A couple of days in, I began to treat the writing of these poems like a conversation I was having with people who may be reading and who were experiencing the real and sustained impact the pandemic was having—and continues to have—on our day-to-day lives. I was feeling so creatively drained, so imaginatively pale and wan; my anxiety had increased, my body was exhausted by how super vigilant I had been, reading everything I could about every disastrous thing. I was missing people, craving the wild, spontaneous feast a good, live conversation could be and how nutritional those talks are, how they buoy the spirit and add something vital to the experience we’re sharing. Once I understood my role was to write an offering to this new version of conversation we were having apart and leaning in to each other, then the writing shifted and knew something about itself. I continued to feel the terror of the clock winding down every morning to the deadline I had imposed and had to figure out how to lean into that terror until it softened and I became curious and absorbed in the writing rather than the thinking about the writing. I also began to notice how this practice was changing me, reminding me of what I like doing and why. Pressing ‘send’ every day was an exquisite and unexpected joy that I can still feel trill in my body.

Topical subjects that deal with aspects of current events can be rather fleeting. Can you talk about how they weave into poetry to make something that is potentially more enduring or universal?

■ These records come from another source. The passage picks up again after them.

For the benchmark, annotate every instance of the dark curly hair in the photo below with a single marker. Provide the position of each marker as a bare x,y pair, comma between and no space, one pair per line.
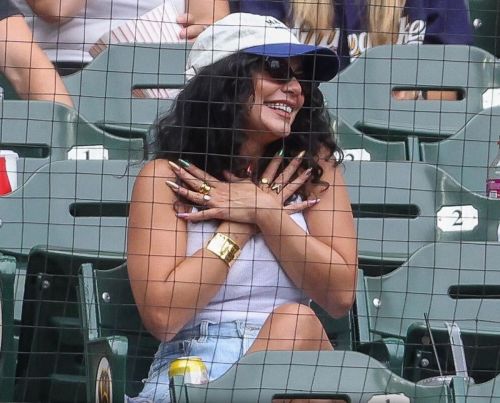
206,124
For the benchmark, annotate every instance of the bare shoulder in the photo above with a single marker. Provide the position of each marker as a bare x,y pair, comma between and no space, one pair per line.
156,168
150,182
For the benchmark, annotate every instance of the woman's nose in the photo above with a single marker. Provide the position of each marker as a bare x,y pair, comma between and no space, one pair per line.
293,86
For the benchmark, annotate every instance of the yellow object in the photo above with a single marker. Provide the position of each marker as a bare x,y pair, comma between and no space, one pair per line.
192,368
224,247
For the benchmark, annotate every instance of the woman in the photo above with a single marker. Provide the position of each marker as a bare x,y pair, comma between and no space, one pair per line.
352,26
23,62
251,147
68,29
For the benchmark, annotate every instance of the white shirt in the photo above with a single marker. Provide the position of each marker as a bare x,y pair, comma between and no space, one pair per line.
71,40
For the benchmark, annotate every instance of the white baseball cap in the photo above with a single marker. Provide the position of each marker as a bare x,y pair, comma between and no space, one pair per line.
259,35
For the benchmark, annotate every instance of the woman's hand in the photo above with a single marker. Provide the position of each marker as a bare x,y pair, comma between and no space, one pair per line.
240,200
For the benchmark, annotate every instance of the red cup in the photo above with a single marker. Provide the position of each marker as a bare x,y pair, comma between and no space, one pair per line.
8,171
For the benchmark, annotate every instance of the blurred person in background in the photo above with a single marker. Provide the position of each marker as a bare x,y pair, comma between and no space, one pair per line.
67,29
24,64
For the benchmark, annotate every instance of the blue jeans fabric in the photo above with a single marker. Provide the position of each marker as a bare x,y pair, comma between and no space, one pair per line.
219,345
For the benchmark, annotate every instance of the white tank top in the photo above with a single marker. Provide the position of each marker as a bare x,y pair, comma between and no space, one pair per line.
256,283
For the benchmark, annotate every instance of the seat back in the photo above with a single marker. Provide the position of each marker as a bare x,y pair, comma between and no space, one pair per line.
362,94
8,344
341,375
50,363
70,204
485,18
401,206
109,311
103,90
455,282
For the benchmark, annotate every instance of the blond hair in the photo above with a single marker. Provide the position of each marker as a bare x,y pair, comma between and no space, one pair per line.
383,20
315,17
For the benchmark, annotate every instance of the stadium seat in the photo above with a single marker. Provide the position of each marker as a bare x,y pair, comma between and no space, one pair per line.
485,18
401,206
8,343
343,375
467,154
42,132
455,282
70,204
50,363
102,91
358,146
361,94
118,350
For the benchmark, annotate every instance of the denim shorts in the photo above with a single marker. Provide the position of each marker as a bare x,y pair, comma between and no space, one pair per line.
219,345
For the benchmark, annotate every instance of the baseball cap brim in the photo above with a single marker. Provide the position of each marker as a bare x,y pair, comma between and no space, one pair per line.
321,64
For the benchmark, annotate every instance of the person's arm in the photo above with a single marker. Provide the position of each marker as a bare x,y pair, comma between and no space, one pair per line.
26,66
199,14
56,11
323,263
168,286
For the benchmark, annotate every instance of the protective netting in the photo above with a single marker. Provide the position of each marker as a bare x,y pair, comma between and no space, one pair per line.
328,226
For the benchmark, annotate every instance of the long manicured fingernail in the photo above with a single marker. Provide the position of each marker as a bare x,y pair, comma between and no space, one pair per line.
173,185
174,166
249,170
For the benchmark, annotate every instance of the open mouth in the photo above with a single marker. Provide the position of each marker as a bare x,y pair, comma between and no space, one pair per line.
279,107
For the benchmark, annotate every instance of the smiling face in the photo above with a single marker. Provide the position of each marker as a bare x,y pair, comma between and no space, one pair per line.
274,106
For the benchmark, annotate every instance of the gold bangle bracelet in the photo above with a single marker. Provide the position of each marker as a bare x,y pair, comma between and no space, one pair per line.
223,247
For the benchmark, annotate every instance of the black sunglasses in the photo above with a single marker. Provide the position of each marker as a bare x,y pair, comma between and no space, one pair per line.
279,69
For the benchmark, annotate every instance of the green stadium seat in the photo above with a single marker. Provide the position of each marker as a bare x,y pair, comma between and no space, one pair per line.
102,91
50,362
42,132
455,282
485,18
70,204
484,392
401,206
67,213
118,350
358,146
8,343
467,154
361,95
8,91
342,375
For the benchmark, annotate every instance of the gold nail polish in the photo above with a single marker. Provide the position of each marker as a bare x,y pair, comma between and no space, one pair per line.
174,166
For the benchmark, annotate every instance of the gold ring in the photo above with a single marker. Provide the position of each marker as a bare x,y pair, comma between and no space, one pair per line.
204,188
277,187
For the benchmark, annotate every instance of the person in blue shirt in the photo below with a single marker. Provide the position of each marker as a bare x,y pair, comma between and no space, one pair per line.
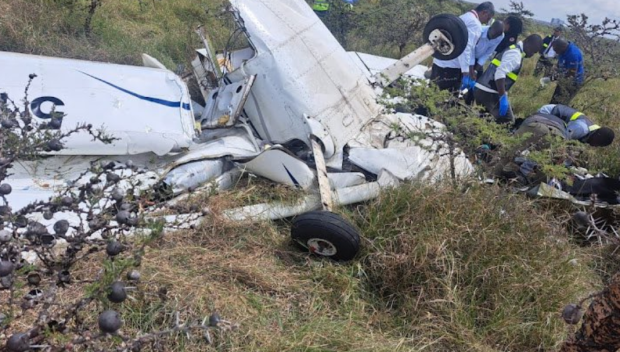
490,38
570,73
577,126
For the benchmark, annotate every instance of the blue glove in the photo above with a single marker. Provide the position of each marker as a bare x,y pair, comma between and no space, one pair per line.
503,105
467,83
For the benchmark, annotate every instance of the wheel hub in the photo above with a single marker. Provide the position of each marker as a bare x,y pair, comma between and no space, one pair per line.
321,247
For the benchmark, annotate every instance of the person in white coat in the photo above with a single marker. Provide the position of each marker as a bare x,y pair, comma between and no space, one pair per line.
459,73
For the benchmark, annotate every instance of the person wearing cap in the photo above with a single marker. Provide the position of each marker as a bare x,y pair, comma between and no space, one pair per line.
490,38
560,121
513,27
577,126
491,89
459,72
570,71
544,64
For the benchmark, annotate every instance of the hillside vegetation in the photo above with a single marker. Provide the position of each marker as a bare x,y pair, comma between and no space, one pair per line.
443,267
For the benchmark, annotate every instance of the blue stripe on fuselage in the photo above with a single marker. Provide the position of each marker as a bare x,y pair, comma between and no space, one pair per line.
172,104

Given the pace of the writing—a kind of the-floor-is-lava with a stopwatch—I was curating each poem with whatever felt vital and could contribute to the operational eloquence of how each poem was thinking/moving. In this way, I think regardless of how ‘topical’ something is, if it becomes an important cog in a poem that is hopefully working interdependently within and beyond its own time, then that topicality expands beyond its current lifespan by settling in for a more durational ecosystem of meaning. In other words, it justifies itself by how it expands past itself in relevance by becoming a part of something bigger.

Has the experience of the pandemic had much impact on what you are writing about or how you are writing it—or on any other aspect of your artistic practice?

The world is different now. There is no denying the systemic ways people are being oppressed and how little accountability, if any, there is. There is no denying class divide, the violence BIPOC folks, women and children, continue to endure by the police and state. And that there is a housing crisis and that our youth are living with a climate crisis that isn’t of their making and that so many of them are in a deplorable amount of debt accrued to get an education. If anything, the pandemic is making space for all of this to become more pronounced and more real. It’s also made clear how we’re all in this together. Engaging creatively at this point feels like a significant and meaningful way of being and so I am continually alert to how I am choosing to spend my time. I feel so much gratitude for the people who are continuing to be creative and am turning to art more than ever for the sustenance it provides and for how it communicates apart from mass and social media, which feels important. I’m mostly reading right now. And I’m listening to poets talk about their work. Again for their company. I’m trying to take care of myself so I can continue to discern this chronic anxiety I’m feeling that blurs the way I see the world from the actual clouds and the last of the leaves that are so spectacularly yellow. I want there to be a feast so we can all talk about it. I like the idea of a collective effervescence. If anything, the pandemic has confirmed how vital having an art practice is to me and how much I rely on it to meaningfully converse.